The Deadly Musical Fruit

Bohol is in the headlines again today. Bohol Students Die of Food Poisoning. 28 to 30 students died after eating fried cassava yesterday. Apparently there’s a kind of cassava crop that naturally has cyanide. If not properly skinned and cleaned, the dose can be lethal.

Immediately what came to my mind was: “Bohol! The land of tarsiers, Chocolate Hills, and killer cassavas!” Or how about: “Kamoteng kamatayan!” (even shorter: “Kamotayan!”) Or: “Try our cassava—they’re to die for!”

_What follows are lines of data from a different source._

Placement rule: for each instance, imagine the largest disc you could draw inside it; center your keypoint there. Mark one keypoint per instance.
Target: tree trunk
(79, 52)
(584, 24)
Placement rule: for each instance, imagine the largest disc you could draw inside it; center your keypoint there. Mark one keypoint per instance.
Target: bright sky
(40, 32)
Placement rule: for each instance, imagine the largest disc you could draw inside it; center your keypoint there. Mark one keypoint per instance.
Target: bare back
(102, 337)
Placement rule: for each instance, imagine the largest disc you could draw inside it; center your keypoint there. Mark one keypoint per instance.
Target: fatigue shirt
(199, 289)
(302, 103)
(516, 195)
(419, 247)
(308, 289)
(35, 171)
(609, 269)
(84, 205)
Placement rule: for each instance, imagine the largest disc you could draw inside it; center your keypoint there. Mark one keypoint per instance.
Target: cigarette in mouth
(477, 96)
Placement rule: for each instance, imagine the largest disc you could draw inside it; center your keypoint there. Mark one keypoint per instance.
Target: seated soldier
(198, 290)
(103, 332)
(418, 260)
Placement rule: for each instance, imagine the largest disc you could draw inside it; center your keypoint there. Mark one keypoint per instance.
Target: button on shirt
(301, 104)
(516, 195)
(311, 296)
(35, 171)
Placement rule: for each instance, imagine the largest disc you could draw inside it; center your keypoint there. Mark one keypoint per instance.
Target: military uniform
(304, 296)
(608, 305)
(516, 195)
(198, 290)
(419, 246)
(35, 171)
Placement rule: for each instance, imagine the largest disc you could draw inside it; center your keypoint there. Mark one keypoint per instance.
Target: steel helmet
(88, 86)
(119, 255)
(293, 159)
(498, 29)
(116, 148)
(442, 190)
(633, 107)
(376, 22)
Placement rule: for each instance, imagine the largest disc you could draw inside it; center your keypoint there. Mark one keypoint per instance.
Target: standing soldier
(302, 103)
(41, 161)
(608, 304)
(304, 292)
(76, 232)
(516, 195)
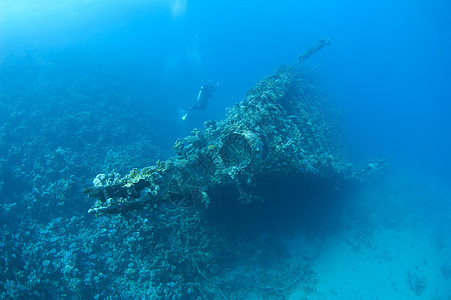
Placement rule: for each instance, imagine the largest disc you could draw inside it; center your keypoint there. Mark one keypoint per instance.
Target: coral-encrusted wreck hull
(282, 131)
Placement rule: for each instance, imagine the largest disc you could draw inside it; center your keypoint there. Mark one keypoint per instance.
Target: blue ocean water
(88, 87)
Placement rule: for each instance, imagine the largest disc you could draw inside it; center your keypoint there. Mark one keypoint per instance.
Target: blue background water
(388, 68)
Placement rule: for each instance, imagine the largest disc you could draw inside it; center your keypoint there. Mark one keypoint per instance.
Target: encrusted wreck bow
(282, 131)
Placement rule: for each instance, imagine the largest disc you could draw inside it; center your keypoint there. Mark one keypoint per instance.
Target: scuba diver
(205, 93)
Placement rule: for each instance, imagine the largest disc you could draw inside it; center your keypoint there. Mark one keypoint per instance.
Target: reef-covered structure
(283, 130)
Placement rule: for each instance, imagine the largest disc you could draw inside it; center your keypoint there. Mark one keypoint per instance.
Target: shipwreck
(282, 131)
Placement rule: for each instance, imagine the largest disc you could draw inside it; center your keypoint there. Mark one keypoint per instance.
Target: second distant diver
(205, 93)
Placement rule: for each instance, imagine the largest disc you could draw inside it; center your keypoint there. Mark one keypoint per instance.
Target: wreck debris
(282, 129)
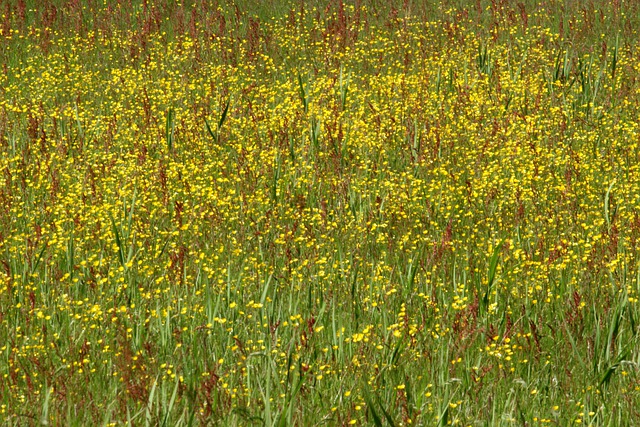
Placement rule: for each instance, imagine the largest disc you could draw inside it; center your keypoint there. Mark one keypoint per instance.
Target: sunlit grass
(279, 214)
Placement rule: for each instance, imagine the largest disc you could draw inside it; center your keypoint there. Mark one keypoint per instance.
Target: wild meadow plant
(292, 213)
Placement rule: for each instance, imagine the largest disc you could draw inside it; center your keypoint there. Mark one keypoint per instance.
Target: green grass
(275, 213)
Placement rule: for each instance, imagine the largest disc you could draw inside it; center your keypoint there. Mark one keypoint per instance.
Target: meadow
(289, 213)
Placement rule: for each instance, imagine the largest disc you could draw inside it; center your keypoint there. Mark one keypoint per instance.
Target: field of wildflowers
(286, 213)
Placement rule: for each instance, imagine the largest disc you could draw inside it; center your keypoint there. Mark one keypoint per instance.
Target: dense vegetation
(281, 213)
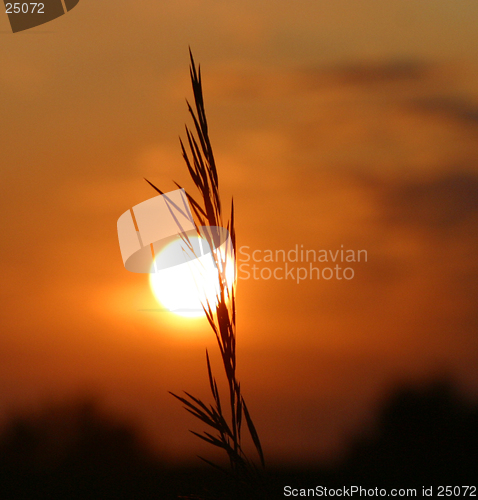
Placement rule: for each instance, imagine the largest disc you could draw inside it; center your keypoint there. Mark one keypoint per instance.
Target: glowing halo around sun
(184, 288)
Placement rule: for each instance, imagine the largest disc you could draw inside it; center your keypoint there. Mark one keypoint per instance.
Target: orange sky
(333, 124)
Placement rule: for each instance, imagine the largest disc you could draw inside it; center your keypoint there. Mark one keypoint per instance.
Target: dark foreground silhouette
(424, 438)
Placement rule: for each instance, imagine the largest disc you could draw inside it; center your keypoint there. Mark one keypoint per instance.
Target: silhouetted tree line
(423, 437)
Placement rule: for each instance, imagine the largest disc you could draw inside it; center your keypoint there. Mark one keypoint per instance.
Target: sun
(184, 288)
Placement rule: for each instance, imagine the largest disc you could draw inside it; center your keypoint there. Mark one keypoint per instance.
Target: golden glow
(184, 288)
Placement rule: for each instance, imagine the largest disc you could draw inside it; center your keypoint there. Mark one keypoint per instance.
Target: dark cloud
(369, 73)
(439, 203)
(458, 108)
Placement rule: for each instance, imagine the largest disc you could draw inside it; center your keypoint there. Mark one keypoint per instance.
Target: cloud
(435, 204)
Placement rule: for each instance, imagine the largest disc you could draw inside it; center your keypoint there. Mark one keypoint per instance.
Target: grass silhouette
(225, 428)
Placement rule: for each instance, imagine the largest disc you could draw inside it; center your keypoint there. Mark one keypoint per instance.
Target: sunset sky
(333, 123)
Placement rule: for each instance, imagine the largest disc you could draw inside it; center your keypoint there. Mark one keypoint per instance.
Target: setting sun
(184, 288)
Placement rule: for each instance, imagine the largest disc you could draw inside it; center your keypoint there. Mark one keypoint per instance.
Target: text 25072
(25, 8)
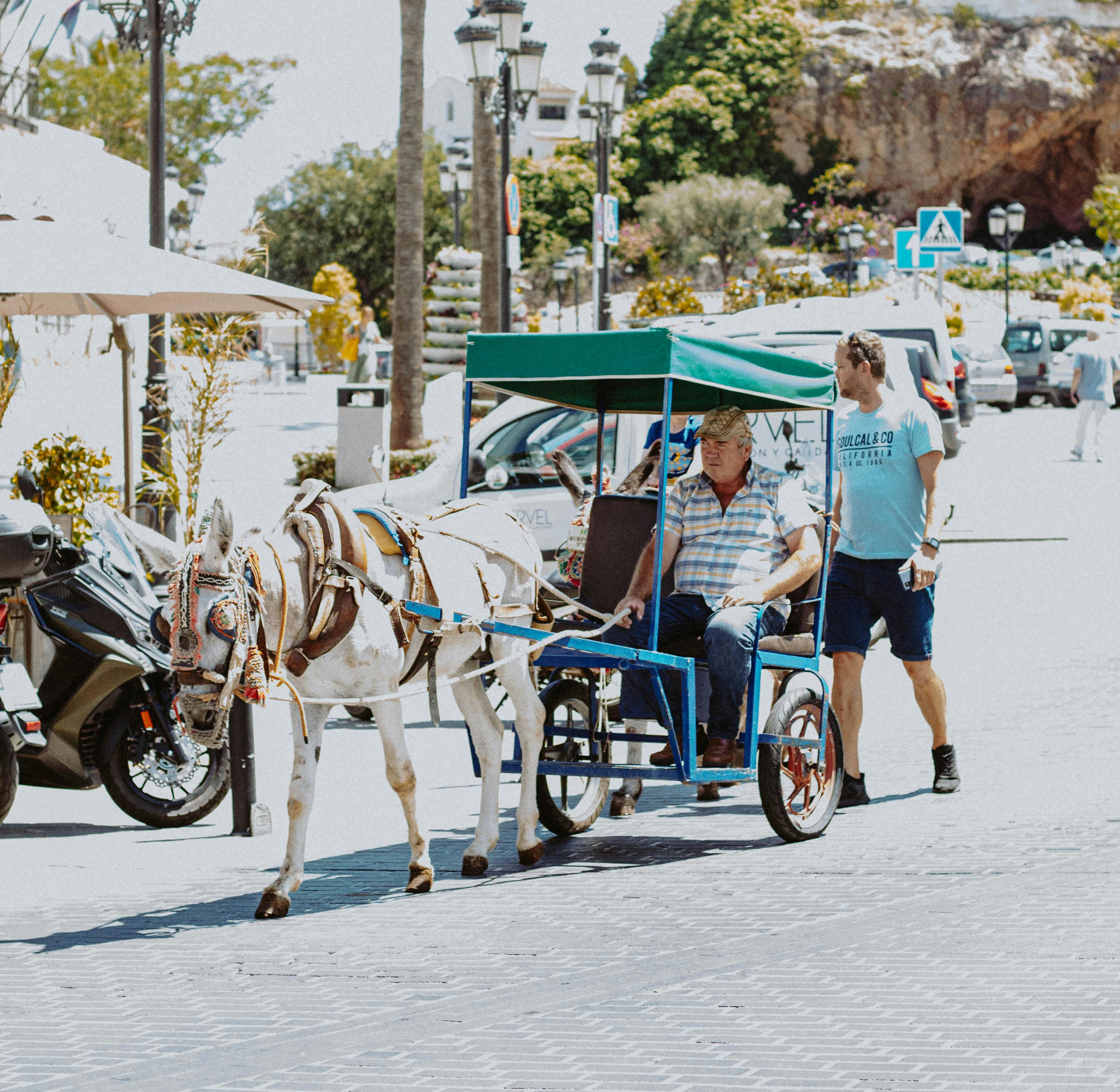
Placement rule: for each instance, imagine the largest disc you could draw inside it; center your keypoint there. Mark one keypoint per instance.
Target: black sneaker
(854, 792)
(947, 778)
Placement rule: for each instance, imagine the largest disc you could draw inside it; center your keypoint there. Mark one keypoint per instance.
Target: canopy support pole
(667, 407)
(465, 455)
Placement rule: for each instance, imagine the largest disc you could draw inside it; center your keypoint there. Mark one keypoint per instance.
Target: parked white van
(918, 321)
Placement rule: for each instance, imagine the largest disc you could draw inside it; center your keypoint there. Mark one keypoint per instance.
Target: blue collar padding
(387, 523)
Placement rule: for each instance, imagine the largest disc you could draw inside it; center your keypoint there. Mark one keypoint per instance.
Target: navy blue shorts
(860, 593)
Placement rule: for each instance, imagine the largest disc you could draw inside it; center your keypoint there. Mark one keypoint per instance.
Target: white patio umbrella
(56, 268)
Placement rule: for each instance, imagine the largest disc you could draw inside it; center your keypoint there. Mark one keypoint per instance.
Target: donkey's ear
(219, 544)
(159, 553)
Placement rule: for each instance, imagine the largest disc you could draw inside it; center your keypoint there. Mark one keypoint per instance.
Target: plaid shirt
(745, 544)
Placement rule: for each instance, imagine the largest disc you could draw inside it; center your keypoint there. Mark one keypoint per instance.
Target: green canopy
(629, 370)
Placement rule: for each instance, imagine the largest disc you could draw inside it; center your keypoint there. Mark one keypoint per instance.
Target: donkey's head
(210, 623)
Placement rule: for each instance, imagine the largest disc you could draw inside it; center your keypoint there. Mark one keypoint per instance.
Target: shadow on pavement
(63, 830)
(373, 876)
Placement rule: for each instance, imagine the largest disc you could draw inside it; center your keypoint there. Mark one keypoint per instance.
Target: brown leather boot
(719, 753)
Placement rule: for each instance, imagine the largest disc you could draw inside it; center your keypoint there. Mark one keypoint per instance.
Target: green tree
(557, 200)
(731, 218)
(207, 102)
(711, 77)
(344, 211)
(1102, 211)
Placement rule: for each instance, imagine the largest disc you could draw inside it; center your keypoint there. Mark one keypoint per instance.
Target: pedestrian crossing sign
(909, 256)
(941, 231)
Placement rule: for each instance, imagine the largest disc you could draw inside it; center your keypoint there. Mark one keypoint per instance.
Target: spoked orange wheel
(799, 790)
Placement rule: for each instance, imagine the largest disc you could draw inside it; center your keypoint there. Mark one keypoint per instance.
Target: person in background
(1095, 373)
(885, 530)
(682, 443)
(366, 331)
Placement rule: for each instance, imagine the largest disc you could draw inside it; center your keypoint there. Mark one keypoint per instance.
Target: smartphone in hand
(906, 575)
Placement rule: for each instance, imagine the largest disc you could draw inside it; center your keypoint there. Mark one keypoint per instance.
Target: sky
(345, 84)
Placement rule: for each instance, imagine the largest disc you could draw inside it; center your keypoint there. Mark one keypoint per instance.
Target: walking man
(742, 537)
(885, 537)
(1094, 378)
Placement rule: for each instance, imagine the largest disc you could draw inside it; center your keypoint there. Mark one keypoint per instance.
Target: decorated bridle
(235, 618)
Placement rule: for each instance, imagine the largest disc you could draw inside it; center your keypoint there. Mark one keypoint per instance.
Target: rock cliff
(932, 111)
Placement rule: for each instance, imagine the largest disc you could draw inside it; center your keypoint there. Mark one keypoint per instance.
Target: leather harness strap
(349, 563)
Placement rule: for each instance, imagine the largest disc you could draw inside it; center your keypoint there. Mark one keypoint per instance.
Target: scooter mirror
(28, 488)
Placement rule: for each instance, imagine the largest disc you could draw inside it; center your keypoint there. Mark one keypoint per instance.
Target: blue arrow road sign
(908, 255)
(941, 231)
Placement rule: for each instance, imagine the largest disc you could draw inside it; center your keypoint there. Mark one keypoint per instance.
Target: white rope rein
(423, 689)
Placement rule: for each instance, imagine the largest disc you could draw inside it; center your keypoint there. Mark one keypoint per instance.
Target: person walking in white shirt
(1095, 373)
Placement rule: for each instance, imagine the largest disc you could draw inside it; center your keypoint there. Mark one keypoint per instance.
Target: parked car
(817, 275)
(913, 321)
(877, 267)
(1061, 371)
(990, 374)
(962, 388)
(1033, 344)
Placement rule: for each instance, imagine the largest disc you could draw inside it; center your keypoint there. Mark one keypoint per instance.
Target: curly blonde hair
(863, 346)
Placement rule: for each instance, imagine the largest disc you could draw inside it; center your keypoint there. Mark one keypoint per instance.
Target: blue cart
(797, 758)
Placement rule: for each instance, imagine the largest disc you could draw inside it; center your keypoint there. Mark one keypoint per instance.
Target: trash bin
(362, 453)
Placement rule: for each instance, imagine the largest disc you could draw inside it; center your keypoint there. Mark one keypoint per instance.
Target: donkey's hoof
(622, 805)
(419, 880)
(274, 904)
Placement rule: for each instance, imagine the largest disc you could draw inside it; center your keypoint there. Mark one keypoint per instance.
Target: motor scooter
(101, 708)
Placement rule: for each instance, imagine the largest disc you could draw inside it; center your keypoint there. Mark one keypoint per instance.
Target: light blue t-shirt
(1096, 382)
(883, 512)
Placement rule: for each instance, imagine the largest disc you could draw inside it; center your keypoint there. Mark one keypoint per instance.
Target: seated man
(741, 536)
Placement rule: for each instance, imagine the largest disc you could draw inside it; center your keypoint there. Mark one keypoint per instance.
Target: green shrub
(315, 465)
(68, 472)
(322, 464)
(669, 296)
(965, 17)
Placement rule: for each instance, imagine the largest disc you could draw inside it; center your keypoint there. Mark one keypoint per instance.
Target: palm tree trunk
(407, 429)
(485, 202)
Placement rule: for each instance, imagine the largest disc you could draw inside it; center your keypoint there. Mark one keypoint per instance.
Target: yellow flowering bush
(669, 296)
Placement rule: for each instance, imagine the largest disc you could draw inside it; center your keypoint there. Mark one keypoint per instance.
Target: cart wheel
(799, 794)
(568, 806)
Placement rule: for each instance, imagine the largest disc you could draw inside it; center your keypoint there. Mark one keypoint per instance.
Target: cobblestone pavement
(932, 943)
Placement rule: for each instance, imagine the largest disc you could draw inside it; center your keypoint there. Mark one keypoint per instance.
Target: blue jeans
(728, 639)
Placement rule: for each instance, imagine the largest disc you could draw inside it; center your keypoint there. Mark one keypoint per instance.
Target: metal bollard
(250, 818)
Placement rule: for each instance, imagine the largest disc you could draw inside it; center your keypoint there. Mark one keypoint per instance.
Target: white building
(449, 109)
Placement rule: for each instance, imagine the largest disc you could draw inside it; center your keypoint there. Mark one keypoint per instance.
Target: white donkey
(369, 662)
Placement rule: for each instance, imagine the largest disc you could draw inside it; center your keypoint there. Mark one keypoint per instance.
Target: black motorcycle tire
(9, 775)
(151, 810)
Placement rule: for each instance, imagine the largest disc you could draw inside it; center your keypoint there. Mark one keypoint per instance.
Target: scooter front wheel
(146, 783)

Being Boholanos, my parents love the stuff. They never fail to mention that during World War 2 all they ate was kamote. Thank god I didn’t get my parents’ fondness for cassava cake or kamote. I never knew that the musical fruit could also be deadly in a non-olfactory way.

* * * * *

Erratum: To be strict about it, the “musical fruit” is kamote, while cassava is kamoteng kahoy. Those are two different crops. To be fair to the lowly kamote, the musical, olfactory-challenging fruit isn’t the deadly one, it’s the cassava. The title should have been “Killer Kamoteng Kahoy” or “Cassava Kills” or something like that. Obviously towards the end of my post I mixed up the two.

So all you kamote-que lovers, go back to eating your favorite snack. It’s cyanide-free.